Type 1 Diabetes (T1D)
Type 1 diabetes (T1D), also known as ‘juvenile diabetes’, results from a self-destructive immune response against the insulin producing pancreatic b cells. As a result of this autoimmune response, patients lose the ability to secrete insulin and become dependent on insulin replacement therapy. Unfortunately, this form of treatment is often insufficient for natural control of insulin production to glucose, so a majority of T1D patients still succumb to a number of debilitating complications including blindness, kidney disease, amputation and heart disease.

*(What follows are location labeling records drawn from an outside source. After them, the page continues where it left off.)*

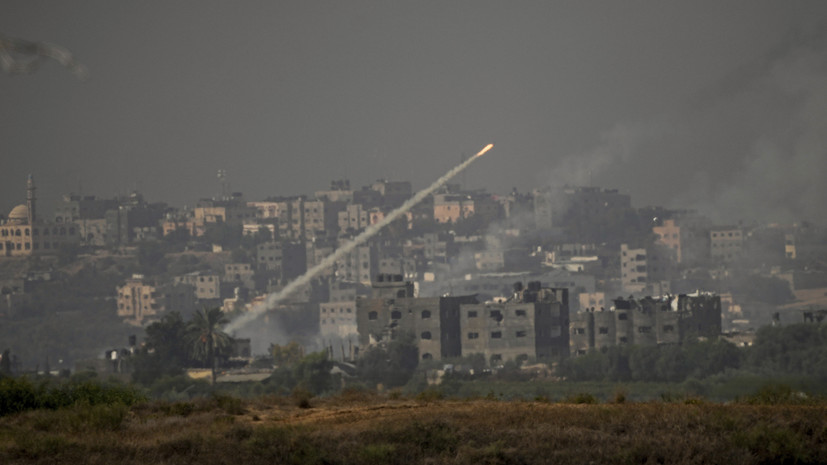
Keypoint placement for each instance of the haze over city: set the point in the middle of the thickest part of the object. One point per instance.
(709, 105)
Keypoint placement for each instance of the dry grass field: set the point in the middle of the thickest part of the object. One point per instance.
(363, 428)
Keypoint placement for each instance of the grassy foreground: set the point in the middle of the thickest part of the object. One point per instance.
(368, 429)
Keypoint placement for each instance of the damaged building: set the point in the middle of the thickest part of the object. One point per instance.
(645, 322)
(392, 310)
(532, 324)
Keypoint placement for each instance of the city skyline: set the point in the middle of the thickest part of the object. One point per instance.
(696, 105)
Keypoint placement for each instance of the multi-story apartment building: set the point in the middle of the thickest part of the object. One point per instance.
(633, 272)
(23, 234)
(353, 218)
(207, 286)
(141, 301)
(648, 321)
(450, 208)
(240, 273)
(533, 325)
(725, 243)
(269, 256)
(668, 234)
(337, 316)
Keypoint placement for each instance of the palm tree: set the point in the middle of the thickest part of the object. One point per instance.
(205, 337)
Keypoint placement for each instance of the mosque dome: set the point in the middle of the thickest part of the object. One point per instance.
(19, 215)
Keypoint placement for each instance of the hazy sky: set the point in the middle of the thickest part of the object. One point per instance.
(718, 105)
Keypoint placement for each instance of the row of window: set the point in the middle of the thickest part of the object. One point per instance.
(29, 246)
(396, 315)
(497, 334)
(341, 310)
(35, 232)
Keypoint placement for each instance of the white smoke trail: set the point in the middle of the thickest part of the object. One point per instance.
(273, 299)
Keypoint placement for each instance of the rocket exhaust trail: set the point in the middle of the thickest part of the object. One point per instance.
(273, 299)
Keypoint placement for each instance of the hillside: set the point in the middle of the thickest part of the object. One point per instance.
(361, 428)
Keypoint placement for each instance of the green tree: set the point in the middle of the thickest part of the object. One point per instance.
(286, 355)
(313, 373)
(5, 363)
(164, 352)
(392, 366)
(205, 337)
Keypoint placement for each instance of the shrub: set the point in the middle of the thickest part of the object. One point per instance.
(580, 398)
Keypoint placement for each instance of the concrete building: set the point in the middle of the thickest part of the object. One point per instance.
(23, 234)
(589, 207)
(141, 301)
(450, 208)
(534, 324)
(359, 265)
(352, 219)
(134, 220)
(633, 272)
(240, 273)
(725, 243)
(207, 286)
(394, 193)
(668, 234)
(337, 316)
(646, 322)
(266, 210)
(269, 256)
(339, 192)
(433, 321)
(233, 211)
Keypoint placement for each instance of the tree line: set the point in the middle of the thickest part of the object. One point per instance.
(798, 350)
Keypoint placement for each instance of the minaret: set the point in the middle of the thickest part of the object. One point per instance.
(30, 198)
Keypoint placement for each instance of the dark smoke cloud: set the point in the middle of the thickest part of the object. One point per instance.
(750, 147)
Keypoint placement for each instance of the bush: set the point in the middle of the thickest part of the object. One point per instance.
(21, 394)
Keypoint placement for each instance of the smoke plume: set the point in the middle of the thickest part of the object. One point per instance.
(277, 297)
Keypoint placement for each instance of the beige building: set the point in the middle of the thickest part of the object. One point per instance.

Genomic approaches capture significant, but previously unrecognized, variability in a complex disease like T1D. The advent of genome-wide association studies (GWAS) has revealed an unexpected level of diversity in the loci that contribute to risk for most complex disorders, i.e., those having substantial contributions to risk from both genetic and environmental factors. T1D, which is a research focus within the CPHG, provides a good example. Our GWAS studies have identified more than 40 chromosomal regions (loci) that contribute to disease risk. Specific genes within these regions that are affected by causative variants are being fine mapped and defined, primarily through the development of a custom, 200,000-SNP genotyping array (ImmunoChip). The CPHG is currently genotyping over 75,000 samples on the ImmunoChip to identify candidate genes in the T1D loci for the purpose of targeted sequencing and functional studies. Similar approaches are being utilized for discovery of genes contributing to the complications of T1D.
These results create both an opportunity and a challenge for diabetes investigators. For many of the mapped chromosomal regions, the specific risk variants and genes have yet to be identified, creating an opportunity for further insights into disease pathogenesis through detailed genetic analyses. It is also clear that the mapped loci do not account for all of the genetic risk implied by familial aggregation of T1D. Thus, there are new opportunities for discovery of novel risk loci. At the same time, functional studies of T1D and other complex genetic disorders must now take into account variation at the recently mapped risk loci. Interpretation of results obtained in functional studies will require knowledge of the background genetics of cell lines utilized, and comparisons between biospecimens derived from different individuals will require genetic matching.